Credit Island is an island in the Mississippi River on the south west side of Davenport, Iowa within the Quad Cities area. Its name was derived by the use of the island as a trading post for the North American fur trade. Credit could be obtained on the promise of hides and skins to be delivered at a later time, hence the name. It was listed on the Davenport Register of Historic Properties on February 3, 1999.

==War of 1812==
On September 4–5, 1814 the Battle of Credit Island, one of the westernmost battles of the War of 1812 was fought here between Sauk Indians with British support and a regiment under the command of Major Zachary Taylor.

===Preparations for battle===
Historical reference provided by Sara James Childers

British Captain Thomas G Anderson's Journal contains the following entries:

Saturday August 27, 1814 — At eight the expedition for the Rock river marched. We gave them three shots from the six pounder. At two the Feuille or Leaf (Wabasha) with fifty Sioux arrived on their way to join the expedition. Shortly after, forty Renards arrived for the same purpose. I gave them fifteen loaves of bread and sent to procure a beef that I knew was for sale but the owner sent me word if I would send him two milch cow I might get his ox. I then inquired of Mr Brisbois, from whom I have had every assistance he could possibly give, even to the distressing of his own family. He furnished a pair of two-year-old bulls which I gave to the whole of the warriors. The Feuille brought word that he had met a Renard canoe with two men in it who informed him that a Renard messenger was sent from the Illinois by the Americans with a notice to the Indians that they the Americans were on their way up here mainly to take possession of their fort at Prairie du Chien and not to hurt the Indians, that they the Indians were requested to keep out of the way, that the Americans like hunters in the wood had wounded a deer they had wounded the English and were following the track till they should ruin or destroy the whole. The Feuille heard this report too late to authorize him to take the Renard. The Feuille does not understand the Renard language himself but this was interpreted to him some time after passing the Renard canoe.

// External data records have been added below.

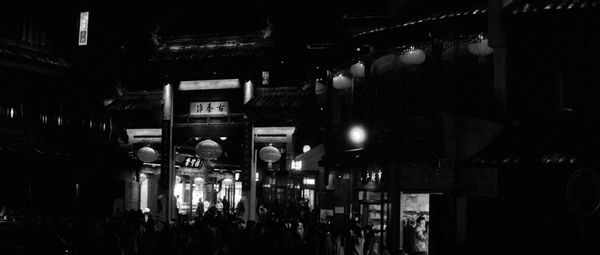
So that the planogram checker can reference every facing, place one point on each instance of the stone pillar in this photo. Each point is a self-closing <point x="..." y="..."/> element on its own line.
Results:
<point x="167" y="176"/>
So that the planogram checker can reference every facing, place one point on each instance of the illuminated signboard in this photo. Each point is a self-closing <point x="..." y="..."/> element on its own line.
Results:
<point x="209" y="108"/>
<point x="209" y="84"/>
<point x="84" y="19"/>
<point x="296" y="165"/>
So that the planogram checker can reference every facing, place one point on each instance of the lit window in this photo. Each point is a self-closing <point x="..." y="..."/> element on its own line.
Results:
<point x="296" y="165"/>
<point x="309" y="181"/>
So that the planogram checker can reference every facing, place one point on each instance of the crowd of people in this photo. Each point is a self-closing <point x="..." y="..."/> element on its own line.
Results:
<point x="214" y="232"/>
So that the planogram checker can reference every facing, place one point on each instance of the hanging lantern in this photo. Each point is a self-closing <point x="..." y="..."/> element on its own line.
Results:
<point x="479" y="47"/>
<point x="147" y="154"/>
<point x="320" y="88"/>
<point x="412" y="56"/>
<point x="269" y="154"/>
<point x="342" y="82"/>
<point x="208" y="149"/>
<point x="227" y="182"/>
<point x="358" y="70"/>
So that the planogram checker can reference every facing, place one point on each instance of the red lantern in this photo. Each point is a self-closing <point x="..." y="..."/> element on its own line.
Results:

Sunday August 28 — Gave the Feuille ten bushels of wheat to take him with the Renards to the Rock River. A young lad of this place by the name of Antoine du Bois volunteered his service and embarked with the Sioux interpreter. I gave the Feuille a few articles he was absolutely in want of. Fifty Sioux of the Feuille band (The Leaf or Wabasha) with forty-five Renards left this place at two o'clock singing the war song and at six about sixteen puants arrived from above, debarked at the upper end of the village, and walked down to the lower end singing the war-song, then immediately embarked and went off. Wrote a note to Capt Grignon to prepare himself to go off express to Mackinaw to-morrow at ten o'clock.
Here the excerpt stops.